Now the answer to all this is, our Lord knows us. He knows all our faults of mind and heart, all our secret and open sins, all our murmurings, our weakness, our spiritual decadence. He sees how full we are of self and self-love, knows the whole coast of our discontent, not a single declension escapes His scrutiny, and He beholds our soul's weakness and its hideousness, too. To the divine righteousness it is a clotted mass of corruption. Yet--He loves us; loves us with the persevering energy of His divine nature; loves us with a love that only His passion can express.

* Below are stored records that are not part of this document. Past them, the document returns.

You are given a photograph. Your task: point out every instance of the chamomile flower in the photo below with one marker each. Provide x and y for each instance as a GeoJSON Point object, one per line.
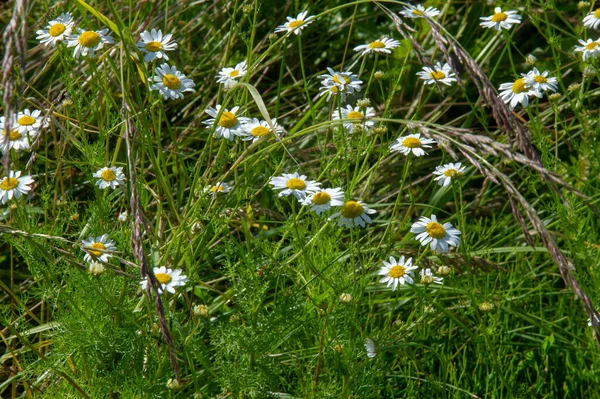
{"type": "Point", "coordinates": [98, 249]}
{"type": "Point", "coordinates": [354, 213]}
{"type": "Point", "coordinates": [229, 124]}
{"type": "Point", "coordinates": [14, 185]}
{"type": "Point", "coordinates": [412, 143]}
{"type": "Point", "coordinates": [539, 81]}
{"type": "Point", "coordinates": [57, 30]}
{"type": "Point", "coordinates": [419, 11]}
{"type": "Point", "coordinates": [446, 173]}
{"type": "Point", "coordinates": [154, 45]}
{"type": "Point", "coordinates": [357, 116]}
{"type": "Point", "coordinates": [109, 177]}
{"type": "Point", "coordinates": [296, 24]}
{"type": "Point", "coordinates": [168, 279]}
{"type": "Point", "coordinates": [254, 129]}
{"type": "Point", "coordinates": [589, 48]}
{"type": "Point", "coordinates": [228, 76]}
{"type": "Point", "coordinates": [87, 42]}
{"type": "Point", "coordinates": [438, 236]}
{"type": "Point", "coordinates": [592, 20]}
{"type": "Point", "coordinates": [170, 82]}
{"type": "Point", "coordinates": [438, 74]}
{"type": "Point", "coordinates": [427, 277]}
{"type": "Point", "coordinates": [383, 45]}
{"type": "Point", "coordinates": [324, 199]}
{"type": "Point", "coordinates": [397, 272]}
{"type": "Point", "coordinates": [293, 183]}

Well may we say, how unselfish is His love. We are like lepers at His gate. But when we were sinners Christ died for us. None, therefore, need to sit down in brooding despondency over the past. God does not despair of you, you must never despair of yourself. He who knows thee loves thee. You can trust that love. He knows thy weakness but He knows His strength. He who healed the lepers, and cast out devils, and raised the dead, and can blot out the past, can recreate thee in Himself. However long since our first conversion it may have been, yet the Christian soul ever confesses His love to have been long-suffering. He has forgiven when He might have condemned. The fatal shears have not parted the narrow thread of life. We have been unfaithful to Him and He has not put us away. In spite of all our neglectfulness, ingratitude, waywardness, our lukewarmness, slothfulness, if not actual rebellion, the patience of divine love has waited for us. It has stood without our heart's door listening for our slightest response. Yet how dull of hearing have we been, how slow has been our progress. How heedless of calls and warnings and promptings to the higher path. How easily contented with a low attainment. At times how presumptuous and again how careless of grace. If a servant had treated the ornaments in our drawing-rooms as we have the precious jewels committed to our care, the punishment of discharge would have been speedily given.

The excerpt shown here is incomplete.